27.09.2010 | aktual.: 14.01.2011 16:11
- Nie mogę powiedzieć kim są, ale to będzie wielka niespodzianka. To będzie śmierć lewicy w dzisiejszej formule partyjnej i zasadnicze uderzenie we wszystkie inne formacje. Bo jeżeli ktoś myśli, że się opieram na naiwnym ego Janusza Palikota… - mówi poseł PO w wywiadzie dla „Wprost”.
Józef Oleksy nie potrafi wskazać wśród działaczy lewicy osoby, która mogłaby się przyłączyć do Palikota.
– On jest nieprzewidywalny. Atakuje własną Platformę, atakuje SLD, chociaż mówi o potrzebie budowania centrolewicy. Jest zajadłym wrogiem PiS, lekceważy pogardliwie PSL. Więc nie może liczyć na to, że ktoś się potem do niego przyłączy – mówi były premier i zaznacza, że tym bardziej Palikot nie może liczyć na poparcie działaczy SLD. – Członkowie Sojuszu bardzo ważą słowa i decyzje – mówi Oleksy.
– Palikotowi mogą sprzyjać ci działacze polityczni, którzy bardzo pragną fermentu na scenie politycznej – mówi były premier. Jego zdaniem nie będzie to jednak „taka niespodzianka” jak zapowiada poseł Platformy.
Oleksy uważa, że jeśli poseł PO poważnie myśli o założeniu własnej partii, to musi proponować coś więcej niż tylko egzotykę polityczną.
– Też jestem zaniepokojony stanem demokracji w Polsce i brakiem przyszłościowego dynamizmu. Ale byłbym daleki do przyłączenia się do niesprecyzowanego ruchu – mówi były premier. - Ale mogą się zdarzyć i tacy, którzy będą myśleli inaczej – dodaje.

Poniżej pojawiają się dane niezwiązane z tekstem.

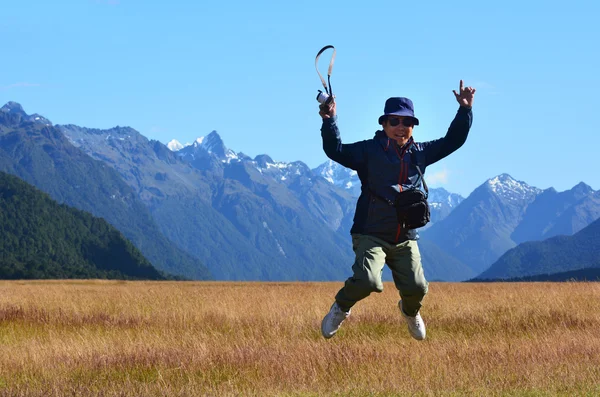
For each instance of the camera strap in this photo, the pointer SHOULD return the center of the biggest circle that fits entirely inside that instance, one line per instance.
(422, 180)
(328, 91)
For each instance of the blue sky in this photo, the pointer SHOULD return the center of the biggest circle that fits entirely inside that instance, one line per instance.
(182, 69)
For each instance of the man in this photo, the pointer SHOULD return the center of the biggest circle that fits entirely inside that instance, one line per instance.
(386, 165)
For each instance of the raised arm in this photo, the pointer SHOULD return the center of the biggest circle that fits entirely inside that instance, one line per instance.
(457, 132)
(349, 155)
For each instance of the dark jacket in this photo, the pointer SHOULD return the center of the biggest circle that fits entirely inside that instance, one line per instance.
(385, 169)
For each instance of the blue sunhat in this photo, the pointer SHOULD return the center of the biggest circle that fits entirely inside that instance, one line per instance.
(398, 106)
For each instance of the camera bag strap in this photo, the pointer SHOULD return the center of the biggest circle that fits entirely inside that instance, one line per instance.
(328, 91)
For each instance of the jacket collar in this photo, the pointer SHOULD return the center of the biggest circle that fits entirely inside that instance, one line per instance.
(387, 143)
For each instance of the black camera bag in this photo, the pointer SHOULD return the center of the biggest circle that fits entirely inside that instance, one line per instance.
(412, 208)
(411, 205)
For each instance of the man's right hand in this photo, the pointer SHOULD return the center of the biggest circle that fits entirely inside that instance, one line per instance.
(327, 111)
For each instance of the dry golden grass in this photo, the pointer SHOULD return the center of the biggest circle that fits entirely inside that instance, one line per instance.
(111, 338)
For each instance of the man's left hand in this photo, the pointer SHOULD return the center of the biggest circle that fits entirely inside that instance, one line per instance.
(465, 96)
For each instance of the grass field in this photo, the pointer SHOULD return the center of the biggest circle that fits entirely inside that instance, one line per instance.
(110, 338)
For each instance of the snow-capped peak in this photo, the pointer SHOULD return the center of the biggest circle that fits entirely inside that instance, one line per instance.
(507, 187)
(174, 145)
(340, 176)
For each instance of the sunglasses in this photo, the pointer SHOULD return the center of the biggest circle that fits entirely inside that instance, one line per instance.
(407, 121)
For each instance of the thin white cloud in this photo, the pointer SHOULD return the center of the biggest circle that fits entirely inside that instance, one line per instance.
(438, 178)
(20, 85)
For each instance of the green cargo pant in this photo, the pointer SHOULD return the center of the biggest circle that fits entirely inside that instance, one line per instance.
(372, 253)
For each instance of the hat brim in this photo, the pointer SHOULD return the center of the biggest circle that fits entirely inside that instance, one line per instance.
(383, 117)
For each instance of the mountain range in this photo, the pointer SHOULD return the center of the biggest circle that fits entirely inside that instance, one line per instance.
(258, 219)
(43, 239)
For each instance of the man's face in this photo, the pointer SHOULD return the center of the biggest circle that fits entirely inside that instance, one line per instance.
(395, 129)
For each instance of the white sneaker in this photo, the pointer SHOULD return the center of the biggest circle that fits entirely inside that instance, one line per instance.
(416, 325)
(333, 320)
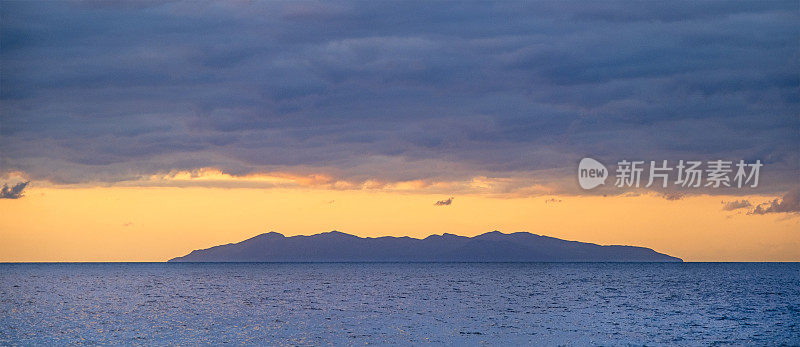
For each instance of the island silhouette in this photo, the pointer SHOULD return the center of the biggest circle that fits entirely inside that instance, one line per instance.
(335, 246)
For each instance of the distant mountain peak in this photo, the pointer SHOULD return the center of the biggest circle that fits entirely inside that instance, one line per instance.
(494, 246)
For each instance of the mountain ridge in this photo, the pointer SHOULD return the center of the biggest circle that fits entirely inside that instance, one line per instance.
(494, 246)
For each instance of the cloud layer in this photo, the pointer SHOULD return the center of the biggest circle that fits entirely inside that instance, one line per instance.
(388, 91)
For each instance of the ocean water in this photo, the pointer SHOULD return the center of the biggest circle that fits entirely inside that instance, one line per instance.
(400, 303)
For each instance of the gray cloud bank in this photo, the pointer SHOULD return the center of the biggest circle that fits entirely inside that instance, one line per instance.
(395, 90)
(790, 203)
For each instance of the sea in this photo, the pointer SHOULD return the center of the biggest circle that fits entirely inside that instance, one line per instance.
(400, 303)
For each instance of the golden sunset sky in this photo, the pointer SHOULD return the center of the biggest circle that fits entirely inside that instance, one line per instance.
(136, 223)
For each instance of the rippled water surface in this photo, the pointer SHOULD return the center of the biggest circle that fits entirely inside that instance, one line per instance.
(690, 303)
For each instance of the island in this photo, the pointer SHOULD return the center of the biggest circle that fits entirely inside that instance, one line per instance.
(335, 246)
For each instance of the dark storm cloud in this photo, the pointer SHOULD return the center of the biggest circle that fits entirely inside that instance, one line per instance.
(790, 203)
(13, 192)
(94, 91)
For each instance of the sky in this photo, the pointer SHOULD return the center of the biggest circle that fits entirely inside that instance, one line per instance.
(140, 131)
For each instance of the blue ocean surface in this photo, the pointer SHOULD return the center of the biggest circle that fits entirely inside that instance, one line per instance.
(401, 303)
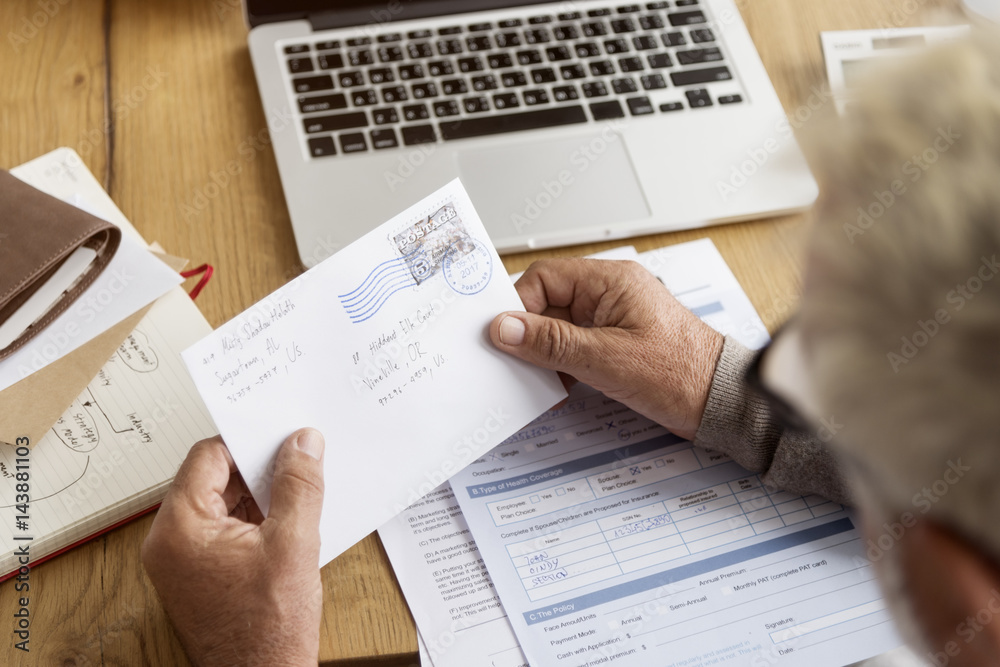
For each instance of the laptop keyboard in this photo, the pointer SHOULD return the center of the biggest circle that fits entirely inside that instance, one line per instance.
(376, 92)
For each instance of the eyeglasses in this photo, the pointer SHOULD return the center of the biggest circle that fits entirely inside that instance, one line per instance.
(787, 415)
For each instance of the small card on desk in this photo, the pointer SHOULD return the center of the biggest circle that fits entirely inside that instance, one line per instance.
(384, 347)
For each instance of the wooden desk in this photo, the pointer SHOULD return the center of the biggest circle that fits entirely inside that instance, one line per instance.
(158, 96)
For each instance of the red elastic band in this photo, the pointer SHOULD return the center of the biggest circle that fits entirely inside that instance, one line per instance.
(205, 269)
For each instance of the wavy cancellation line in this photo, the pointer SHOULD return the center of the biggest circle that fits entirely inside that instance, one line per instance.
(385, 280)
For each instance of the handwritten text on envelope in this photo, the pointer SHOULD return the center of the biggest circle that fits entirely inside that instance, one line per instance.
(384, 348)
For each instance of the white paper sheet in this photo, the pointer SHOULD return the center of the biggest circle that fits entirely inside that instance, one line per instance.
(384, 348)
(132, 280)
(450, 594)
(611, 541)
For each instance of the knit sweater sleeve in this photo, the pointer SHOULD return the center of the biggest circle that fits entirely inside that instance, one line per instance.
(739, 423)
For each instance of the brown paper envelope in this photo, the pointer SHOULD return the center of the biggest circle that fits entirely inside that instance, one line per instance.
(30, 407)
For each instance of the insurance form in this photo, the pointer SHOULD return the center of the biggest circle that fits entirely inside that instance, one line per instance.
(611, 541)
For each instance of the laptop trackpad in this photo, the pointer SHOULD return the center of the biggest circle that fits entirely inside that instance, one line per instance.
(564, 187)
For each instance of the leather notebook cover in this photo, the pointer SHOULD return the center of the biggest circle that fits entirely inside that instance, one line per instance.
(38, 233)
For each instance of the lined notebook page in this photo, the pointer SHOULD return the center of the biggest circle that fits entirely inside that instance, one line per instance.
(115, 450)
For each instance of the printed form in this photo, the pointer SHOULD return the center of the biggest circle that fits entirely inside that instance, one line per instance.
(611, 541)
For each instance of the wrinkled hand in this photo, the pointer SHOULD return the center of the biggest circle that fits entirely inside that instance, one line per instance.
(239, 588)
(614, 326)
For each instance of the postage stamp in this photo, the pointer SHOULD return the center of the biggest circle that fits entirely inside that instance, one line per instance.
(424, 245)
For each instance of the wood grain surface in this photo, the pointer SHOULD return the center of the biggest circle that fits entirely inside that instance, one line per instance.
(158, 97)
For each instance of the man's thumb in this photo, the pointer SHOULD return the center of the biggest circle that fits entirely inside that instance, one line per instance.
(297, 490)
(547, 342)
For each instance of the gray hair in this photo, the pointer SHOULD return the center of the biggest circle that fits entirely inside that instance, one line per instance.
(901, 309)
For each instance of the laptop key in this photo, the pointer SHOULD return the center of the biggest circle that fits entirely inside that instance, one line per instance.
(360, 58)
(416, 112)
(378, 75)
(624, 86)
(440, 67)
(454, 87)
(594, 89)
(393, 94)
(422, 90)
(348, 79)
(696, 76)
(530, 57)
(418, 50)
(475, 104)
(508, 39)
(644, 43)
(607, 110)
(473, 64)
(385, 116)
(300, 65)
(344, 121)
(353, 142)
(558, 53)
(506, 100)
(322, 146)
(535, 97)
(565, 32)
(486, 82)
(602, 68)
(330, 61)
(696, 56)
(478, 43)
(390, 54)
(565, 93)
(309, 84)
(651, 22)
(701, 35)
(543, 75)
(446, 108)
(671, 39)
(513, 79)
(408, 72)
(537, 36)
(573, 72)
(618, 26)
(639, 106)
(364, 98)
(653, 81)
(515, 122)
(322, 103)
(418, 134)
(698, 98)
(687, 18)
(659, 60)
(384, 138)
(613, 46)
(630, 64)
(500, 61)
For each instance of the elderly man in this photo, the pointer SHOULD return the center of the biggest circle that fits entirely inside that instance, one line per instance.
(884, 390)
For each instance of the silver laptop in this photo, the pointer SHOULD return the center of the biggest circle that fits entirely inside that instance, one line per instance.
(567, 122)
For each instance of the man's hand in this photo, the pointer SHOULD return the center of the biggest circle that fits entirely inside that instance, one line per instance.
(614, 326)
(239, 588)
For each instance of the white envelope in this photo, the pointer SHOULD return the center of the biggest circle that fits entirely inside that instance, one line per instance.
(383, 347)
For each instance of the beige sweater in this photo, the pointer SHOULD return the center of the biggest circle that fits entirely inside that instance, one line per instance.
(738, 422)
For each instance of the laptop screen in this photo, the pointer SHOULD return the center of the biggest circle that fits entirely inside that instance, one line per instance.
(345, 13)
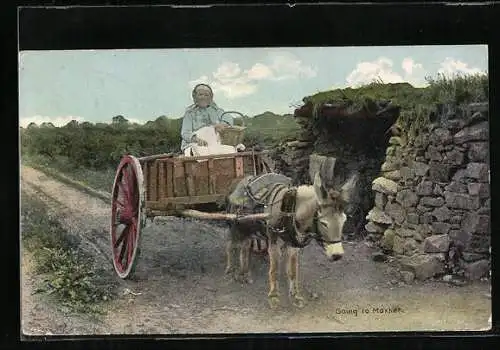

Czy gdyby pomysł z własną partią nie wyszedł, Palikot mógłby ostatecznie wstąpić do SLD? – Wątpię, bo nie widzę w tym jego interesu. A nie ukrywajmy, że Palikot nie jest wolny od kalkulacji tegoż interesu osobistego – mówi Oleksy i dodaje, że widzi szansę na wstąpienie Palikota do Sojuszu tylko, gdyby przewodniczący Napieralski podzieliłby się z nim przywództwem.
Póki co Palikot ostro wypowiada się o Napieralskim. Jego zdaniem przewodniczący „nie ma tego napięcia, niepokoju, co jest istotą bycia charyzmatycznym przywódcą”. Dlatego, zdaniem posła PO, jest sztuczny i fikcyjny. – To jest ocena wyłącznie pana Palikota – ocenia krótko Oleksy.